Interruptions 4: Global Environmentalisms
Following the UK Government’s move from “contain” to “delay” phase in its handling of the COVID-19 coronavirus outbreak, we regret to announce that this event has been postponed.
WORKSHOP WITH CHRISTINE OKOTH AND ESTHIE HUGO
This workshop in the Interruptions/Disruptions series invites local activists to engage with histories of feminist, anti-colonial, and anti-racist environmentalisms. Participants will be asked to respond creatively to visual and textual material relating to environmentalist struggles from Nigeria, Kenya, and South Africa in order consider how environmentalist activism speaks to broader political struggles. Our aim is to explore how environmentalist activism can engender a radical rethinking of economic, political, and social relations. In line with the workshop series theme Interruptions, this contribution seeks to challenge some of the assumptions around contemporary environmentalist practice in the global North.
About Christine Okoth:
Christine Okoth is a Research Fellow in the Department of English and Comparative Literature at the University of Warwick, working with Dr.
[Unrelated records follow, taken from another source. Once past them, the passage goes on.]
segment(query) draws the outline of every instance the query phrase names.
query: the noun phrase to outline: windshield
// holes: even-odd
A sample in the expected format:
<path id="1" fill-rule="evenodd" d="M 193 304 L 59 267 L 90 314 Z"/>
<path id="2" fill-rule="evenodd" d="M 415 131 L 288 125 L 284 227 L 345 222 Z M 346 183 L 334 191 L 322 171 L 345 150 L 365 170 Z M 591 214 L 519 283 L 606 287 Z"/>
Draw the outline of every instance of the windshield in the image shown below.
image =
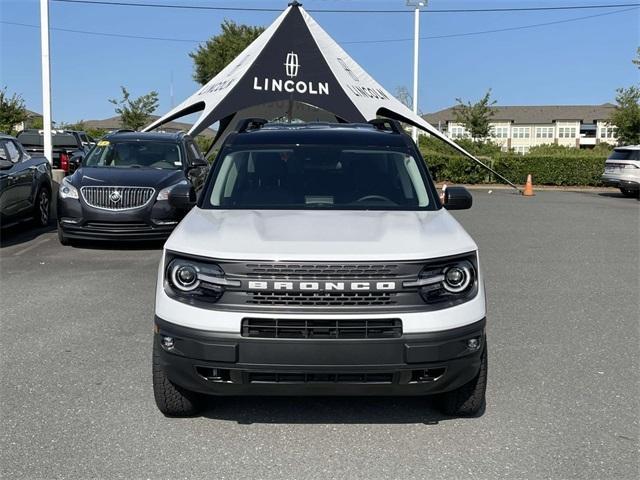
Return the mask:
<path id="1" fill-rule="evenodd" d="M 179 170 L 182 157 L 175 143 L 148 140 L 112 143 L 100 140 L 85 158 L 83 166 Z"/>
<path id="2" fill-rule="evenodd" d="M 615 149 L 607 160 L 640 160 L 640 150 Z"/>
<path id="3" fill-rule="evenodd" d="M 227 150 L 204 208 L 433 210 L 424 166 L 408 150 L 290 145 Z"/>
<path id="4" fill-rule="evenodd" d="M 18 141 L 28 147 L 44 146 L 44 136 L 40 133 L 24 132 L 16 137 Z M 55 147 L 78 147 L 78 141 L 70 133 L 56 133 L 51 136 L 52 146 Z"/>

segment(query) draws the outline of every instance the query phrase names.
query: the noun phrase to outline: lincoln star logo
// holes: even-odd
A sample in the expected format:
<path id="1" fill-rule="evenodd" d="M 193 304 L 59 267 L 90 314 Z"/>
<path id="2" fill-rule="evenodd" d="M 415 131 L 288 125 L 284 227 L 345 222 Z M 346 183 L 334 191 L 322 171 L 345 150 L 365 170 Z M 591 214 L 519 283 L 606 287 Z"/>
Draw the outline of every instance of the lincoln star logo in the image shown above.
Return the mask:
<path id="1" fill-rule="evenodd" d="M 114 190 L 109 194 L 109 200 L 113 203 L 118 203 L 122 199 L 122 194 L 118 190 Z"/>
<path id="2" fill-rule="evenodd" d="M 253 77 L 253 89 L 260 92 L 329 95 L 329 82 L 294 80 L 300 73 L 300 60 L 295 52 L 287 53 L 284 61 L 284 73 L 289 77 L 288 80 L 283 78 Z M 304 73 L 304 70 L 302 73 Z"/>
<path id="3" fill-rule="evenodd" d="M 287 70 L 287 77 L 297 77 L 298 68 L 300 68 L 300 64 L 298 63 L 298 54 L 293 52 L 287 53 L 287 60 L 284 62 L 284 66 Z"/>

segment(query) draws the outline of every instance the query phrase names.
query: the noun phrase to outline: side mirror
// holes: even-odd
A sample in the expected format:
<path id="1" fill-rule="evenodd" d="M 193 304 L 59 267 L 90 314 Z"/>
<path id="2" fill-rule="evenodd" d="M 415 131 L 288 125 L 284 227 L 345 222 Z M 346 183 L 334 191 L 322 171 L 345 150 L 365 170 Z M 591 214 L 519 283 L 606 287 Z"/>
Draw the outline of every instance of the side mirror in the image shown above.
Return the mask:
<path id="1" fill-rule="evenodd" d="M 0 170 L 9 170 L 15 164 L 11 160 L 0 160 Z"/>
<path id="2" fill-rule="evenodd" d="M 196 204 L 193 185 L 176 185 L 169 192 L 169 205 L 178 210 L 189 210 Z"/>
<path id="3" fill-rule="evenodd" d="M 204 158 L 196 158 L 191 162 L 189 166 L 189 170 L 194 168 L 208 167 L 209 162 L 207 162 Z"/>
<path id="4" fill-rule="evenodd" d="M 473 197 L 464 187 L 447 187 L 444 191 L 444 208 L 466 210 L 473 205 Z"/>
<path id="5" fill-rule="evenodd" d="M 83 158 L 84 158 L 84 155 L 78 154 L 78 153 L 71 156 L 71 158 L 69 159 L 69 173 L 73 173 L 78 168 L 80 168 Z"/>

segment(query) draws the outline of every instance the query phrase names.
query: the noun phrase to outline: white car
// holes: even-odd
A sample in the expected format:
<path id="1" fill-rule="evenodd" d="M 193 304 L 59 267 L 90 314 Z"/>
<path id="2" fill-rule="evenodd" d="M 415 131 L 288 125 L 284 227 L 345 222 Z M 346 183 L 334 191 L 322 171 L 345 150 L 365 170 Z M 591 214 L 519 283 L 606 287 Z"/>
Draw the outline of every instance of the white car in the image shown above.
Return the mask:
<path id="1" fill-rule="evenodd" d="M 626 197 L 638 197 L 640 195 L 640 145 L 614 148 L 604 164 L 602 183 L 618 187 Z"/>
<path id="2" fill-rule="evenodd" d="M 164 247 L 153 386 L 166 415 L 207 395 L 437 395 L 482 412 L 478 247 L 400 126 L 243 122 Z M 178 185 L 174 206 L 193 192 Z"/>

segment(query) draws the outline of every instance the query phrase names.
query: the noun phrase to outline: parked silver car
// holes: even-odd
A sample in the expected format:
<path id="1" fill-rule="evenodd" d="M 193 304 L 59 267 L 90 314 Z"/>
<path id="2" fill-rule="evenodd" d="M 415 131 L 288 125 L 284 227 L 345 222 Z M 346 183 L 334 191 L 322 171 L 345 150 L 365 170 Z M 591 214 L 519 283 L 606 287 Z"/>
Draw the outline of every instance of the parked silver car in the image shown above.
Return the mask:
<path id="1" fill-rule="evenodd" d="M 640 145 L 617 147 L 604 164 L 602 183 L 618 187 L 626 197 L 640 195 Z"/>

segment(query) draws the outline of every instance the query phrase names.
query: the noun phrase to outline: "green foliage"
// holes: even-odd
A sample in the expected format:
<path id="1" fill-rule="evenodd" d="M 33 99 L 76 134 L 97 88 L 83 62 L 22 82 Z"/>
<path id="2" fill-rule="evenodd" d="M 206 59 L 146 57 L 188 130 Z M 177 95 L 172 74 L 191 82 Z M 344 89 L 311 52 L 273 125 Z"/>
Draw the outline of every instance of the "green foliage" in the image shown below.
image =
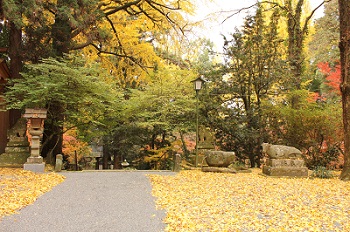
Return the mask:
<path id="1" fill-rule="evenodd" d="M 313 103 L 307 101 L 309 92 L 307 90 L 293 90 L 287 93 L 286 103 L 289 109 L 303 110 L 307 109 Z"/>
<path id="2" fill-rule="evenodd" d="M 140 90 L 131 90 L 125 114 L 146 128 L 193 128 L 195 98 L 190 81 L 194 75 L 176 66 L 160 68 Z"/>
<path id="3" fill-rule="evenodd" d="M 304 151 L 309 168 L 328 166 L 337 161 L 342 143 L 340 103 L 322 104 L 309 98 L 306 90 L 292 91 L 286 100 L 264 104 L 264 121 L 268 140 Z"/>
<path id="4" fill-rule="evenodd" d="M 22 76 L 13 80 L 6 92 L 9 109 L 47 108 L 50 120 L 52 107 L 59 104 L 66 126 L 85 132 L 106 127 L 106 119 L 118 116 L 121 95 L 98 65 L 87 66 L 74 57 L 43 59 L 26 65 Z"/>
<path id="5" fill-rule="evenodd" d="M 21 28 L 23 26 L 23 11 L 26 9 L 32 9 L 31 7 L 22 8 L 22 5 L 29 6 L 28 3 L 32 3 L 34 5 L 33 0 L 24 0 L 22 4 L 18 4 L 18 1 L 16 0 L 2 1 L 1 3 L 4 10 L 4 15 L 9 17 L 9 20 L 13 22 L 17 28 Z"/>
<path id="6" fill-rule="evenodd" d="M 321 179 L 329 179 L 334 177 L 333 173 L 324 166 L 316 166 L 311 176 Z"/>
<path id="7" fill-rule="evenodd" d="M 230 167 L 233 167 L 236 170 L 246 170 L 247 169 L 245 166 L 245 163 L 242 161 L 236 161 L 232 165 L 230 165 Z"/>
<path id="8" fill-rule="evenodd" d="M 133 122 L 123 119 L 117 121 L 119 124 L 111 127 L 109 133 L 103 136 L 104 155 L 118 155 L 128 160 L 141 159 L 144 154 L 140 154 L 140 150 L 149 143 L 150 132 Z"/>
<path id="9" fill-rule="evenodd" d="M 0 47 L 9 46 L 9 28 L 6 24 L 0 24 Z"/>
<path id="10" fill-rule="evenodd" d="M 318 166 L 323 167 L 332 167 L 332 164 L 337 164 L 339 160 L 339 155 L 341 151 L 338 147 L 335 147 L 337 144 L 330 144 L 327 147 L 326 151 L 322 149 L 310 149 L 303 156 L 306 166 L 309 169 L 313 169 Z"/>
<path id="11" fill-rule="evenodd" d="M 139 89 L 128 89 L 122 117 L 104 137 L 105 151 L 140 163 L 144 157 L 159 159 L 171 154 L 173 134 L 194 130 L 193 79 L 190 71 L 168 65 L 160 67 Z M 165 162 L 161 167 L 168 167 L 166 159 L 159 160 Z"/>
<path id="12" fill-rule="evenodd" d="M 194 52 L 192 58 L 192 65 L 198 73 L 203 74 L 203 70 L 211 70 L 213 68 L 213 47 L 214 44 L 208 39 L 198 39 L 193 42 L 197 47 L 199 47 L 199 51 Z M 191 53 L 191 51 L 189 51 Z"/>
<path id="13" fill-rule="evenodd" d="M 324 4 L 324 15 L 315 20 L 315 34 L 309 43 L 315 64 L 339 60 L 339 10 L 337 1 Z"/>

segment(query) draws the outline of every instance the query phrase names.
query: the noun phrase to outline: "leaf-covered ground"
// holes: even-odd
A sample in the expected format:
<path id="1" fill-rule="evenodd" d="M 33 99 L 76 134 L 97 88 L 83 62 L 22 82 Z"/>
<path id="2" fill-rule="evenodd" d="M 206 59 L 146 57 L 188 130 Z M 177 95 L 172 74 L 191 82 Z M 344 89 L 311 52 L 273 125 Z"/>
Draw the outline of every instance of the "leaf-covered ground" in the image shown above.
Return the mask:
<path id="1" fill-rule="evenodd" d="M 32 204 L 63 180 L 64 177 L 56 173 L 0 168 L 0 219 Z"/>
<path id="2" fill-rule="evenodd" d="M 149 177 L 167 231 L 350 231 L 350 182 L 259 173 Z"/>

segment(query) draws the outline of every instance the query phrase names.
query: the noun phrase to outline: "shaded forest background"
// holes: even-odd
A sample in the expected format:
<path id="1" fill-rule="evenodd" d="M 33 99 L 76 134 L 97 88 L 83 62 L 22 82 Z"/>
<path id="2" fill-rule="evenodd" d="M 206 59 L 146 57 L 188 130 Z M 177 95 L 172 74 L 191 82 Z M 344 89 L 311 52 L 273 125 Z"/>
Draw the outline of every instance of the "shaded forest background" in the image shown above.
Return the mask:
<path id="1" fill-rule="evenodd" d="M 260 144 L 295 146 L 310 169 L 342 168 L 338 1 L 316 20 L 308 1 L 257 3 L 224 48 L 196 38 L 188 1 L 0 1 L 0 47 L 10 64 L 10 109 L 45 107 L 42 156 L 168 169 L 194 149 L 199 121 L 217 149 L 261 165 Z M 217 50 L 222 50 L 219 54 Z M 16 115 L 16 114 L 15 114 Z M 17 115 L 20 115 L 18 113 Z M 111 158 L 112 157 L 112 158 Z M 68 158 L 69 159 L 69 158 Z M 71 159 L 71 158 L 70 158 Z"/>

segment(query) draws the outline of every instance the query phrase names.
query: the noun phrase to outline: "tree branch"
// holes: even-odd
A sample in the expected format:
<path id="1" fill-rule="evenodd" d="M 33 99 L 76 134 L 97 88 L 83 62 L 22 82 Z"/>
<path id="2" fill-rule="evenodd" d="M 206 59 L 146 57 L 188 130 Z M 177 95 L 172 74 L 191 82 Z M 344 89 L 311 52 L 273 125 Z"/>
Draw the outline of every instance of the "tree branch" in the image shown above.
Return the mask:
<path id="1" fill-rule="evenodd" d="M 81 44 L 77 44 L 75 46 L 72 46 L 70 49 L 71 50 L 79 50 L 79 49 L 83 49 L 89 45 L 91 45 L 92 41 L 91 40 L 88 40 L 86 41 L 85 43 L 81 43 Z"/>
<path id="2" fill-rule="evenodd" d="M 109 10 L 109 11 L 107 11 L 107 12 L 104 12 L 105 13 L 105 15 L 111 15 L 111 14 L 114 14 L 114 13 L 116 13 L 116 12 L 118 12 L 118 11 L 121 11 L 121 10 L 126 10 L 126 9 L 128 9 L 129 7 L 131 7 L 131 6 L 136 6 L 137 4 L 139 4 L 140 2 L 141 2 L 142 0 L 135 0 L 135 1 L 132 1 L 132 2 L 128 2 L 128 3 L 125 3 L 125 4 L 123 4 L 122 6 L 119 6 L 119 7 L 109 7 L 109 8 L 107 8 L 108 10 L 109 9 L 111 9 L 111 10 Z M 101 10 L 103 10 L 103 9 L 101 9 Z M 103 11 L 105 11 L 106 9 L 104 9 Z"/>
<path id="3" fill-rule="evenodd" d="M 305 24 L 304 24 L 303 30 L 302 30 L 302 33 L 303 33 L 303 34 L 306 33 L 306 31 L 307 31 L 307 23 L 308 23 L 309 20 L 312 18 L 312 16 L 315 14 L 315 12 L 316 12 L 321 6 L 323 6 L 326 2 L 330 2 L 330 1 L 332 1 L 332 0 L 325 0 L 325 1 L 323 1 L 322 3 L 320 3 L 320 5 L 318 5 L 315 9 L 313 9 L 313 10 L 311 11 L 311 13 L 310 13 L 309 16 L 306 17 L 306 19 L 305 19 Z"/>
<path id="4" fill-rule="evenodd" d="M 116 53 L 116 52 L 104 51 L 104 50 L 100 49 L 99 46 L 97 46 L 96 44 L 93 44 L 93 43 L 91 43 L 90 45 L 93 46 L 98 51 L 98 53 L 97 53 L 98 55 L 102 53 L 102 54 L 108 54 L 108 55 L 114 55 L 117 57 L 127 58 L 144 70 L 146 70 L 148 68 L 154 68 L 153 66 L 142 65 L 140 62 L 138 62 L 137 58 L 135 58 L 133 56 L 129 56 L 126 54 L 120 54 L 120 53 Z"/>
<path id="5" fill-rule="evenodd" d="M 251 5 L 251 6 L 243 7 L 243 8 L 241 8 L 241 9 L 237 10 L 237 11 L 234 12 L 233 14 L 229 15 L 228 17 L 226 17 L 226 18 L 224 19 L 224 21 L 222 21 L 221 23 L 226 22 L 226 20 L 228 20 L 228 19 L 232 18 L 233 16 L 235 16 L 235 15 L 241 13 L 241 12 L 244 11 L 244 10 L 249 10 L 249 9 L 253 8 L 253 7 L 256 6 L 257 4 L 258 4 L 258 3 L 254 3 L 254 4 Z M 221 12 L 224 13 L 225 11 L 221 11 Z M 226 11 L 226 12 L 231 12 L 231 11 Z"/>

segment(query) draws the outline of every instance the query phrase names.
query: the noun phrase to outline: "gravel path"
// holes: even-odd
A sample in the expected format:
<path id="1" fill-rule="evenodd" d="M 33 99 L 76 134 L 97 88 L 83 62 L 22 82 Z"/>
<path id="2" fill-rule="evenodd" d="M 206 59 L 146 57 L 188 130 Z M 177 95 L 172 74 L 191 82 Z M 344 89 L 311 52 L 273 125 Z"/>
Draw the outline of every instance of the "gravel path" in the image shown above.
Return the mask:
<path id="1" fill-rule="evenodd" d="M 20 214 L 4 217 L 0 232 L 157 232 L 147 172 L 66 172 L 67 178 Z M 151 174 L 172 175 L 171 172 Z"/>

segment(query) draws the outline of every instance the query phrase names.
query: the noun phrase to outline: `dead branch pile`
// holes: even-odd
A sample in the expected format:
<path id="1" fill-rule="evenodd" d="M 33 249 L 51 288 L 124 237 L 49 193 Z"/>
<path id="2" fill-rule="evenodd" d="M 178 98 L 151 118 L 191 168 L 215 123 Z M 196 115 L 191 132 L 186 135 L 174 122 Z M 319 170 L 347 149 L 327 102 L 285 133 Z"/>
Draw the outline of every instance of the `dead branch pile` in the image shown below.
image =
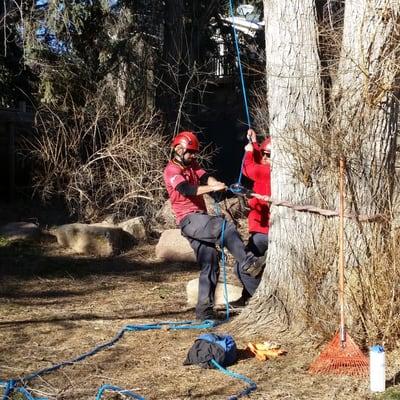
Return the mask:
<path id="1" fill-rule="evenodd" d="M 161 208 L 169 147 L 157 115 L 110 110 L 94 100 L 72 114 L 43 107 L 36 127 L 27 148 L 42 200 L 59 196 L 85 221 L 107 214 L 153 217 Z"/>

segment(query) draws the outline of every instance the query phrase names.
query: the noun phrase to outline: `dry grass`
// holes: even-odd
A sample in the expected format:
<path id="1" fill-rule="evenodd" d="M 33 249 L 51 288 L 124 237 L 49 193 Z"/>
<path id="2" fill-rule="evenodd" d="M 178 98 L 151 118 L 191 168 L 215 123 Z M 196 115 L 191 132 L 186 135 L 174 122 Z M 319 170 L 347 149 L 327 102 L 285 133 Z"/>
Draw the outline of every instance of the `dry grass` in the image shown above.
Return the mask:
<path id="1" fill-rule="evenodd" d="M 154 245 L 143 245 L 113 259 L 77 257 L 53 242 L 18 250 L 2 247 L 0 272 L 1 378 L 24 376 L 81 354 L 110 340 L 125 324 L 193 318 L 186 307 L 185 284 L 198 276 L 195 265 L 162 263 Z M 307 336 L 290 341 L 234 335 L 239 349 L 249 340 L 282 340 L 285 357 L 260 362 L 241 357 L 231 367 L 254 380 L 251 399 L 368 399 L 366 380 L 311 376 L 318 353 Z M 131 332 L 112 348 L 80 363 L 32 380 L 27 387 L 49 399 L 93 399 L 104 383 L 152 399 L 226 399 L 243 383 L 214 370 L 184 367 L 198 331 Z M 389 358 L 388 376 L 400 368 Z M 16 399 L 17 397 L 15 397 Z M 104 399 L 124 398 L 107 393 Z M 126 398 L 126 397 L 125 397 Z"/>

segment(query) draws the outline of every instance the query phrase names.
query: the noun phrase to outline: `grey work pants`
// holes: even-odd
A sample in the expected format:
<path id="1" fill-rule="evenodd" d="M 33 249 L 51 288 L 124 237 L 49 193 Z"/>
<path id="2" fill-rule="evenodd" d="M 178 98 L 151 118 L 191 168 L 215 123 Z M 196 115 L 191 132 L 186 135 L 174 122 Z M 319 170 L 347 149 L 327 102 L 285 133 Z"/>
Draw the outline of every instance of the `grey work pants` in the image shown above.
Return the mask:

Mike Niblett and Dr. Chris Campbell on their Leverhulme Research Project “World Literature and Commodity Frontiers: The Ecology of the ‘long’ 20th Century.” She is currently writing a book that gives an eco-materialist account of racial form in contemporary black aesthetics.
About Esthie Hugo:
Esthie Hugo is PhD student in Comparative Literature at Warwick University, Coventry. She is currently working on a project funded by the Leverhulme Trust, which investigates World-Literature through the commodity frontiers of the 20th century. Her PhD project investigates the histories of women's work in the commodity frontier, as mediated in Nigerian, British and Caribbean fiction.
Interruptions/Disruptions is a programme of public events devised by Dr Eleanor K. Jones and Dr Priti Mishra in partnership with Dr Sarah Hayden as a polyvocal response to Many voices, all of them loved at John Hansard Gallery. This series is funded by the Public Engagement with Research Unit at the University of Southampton.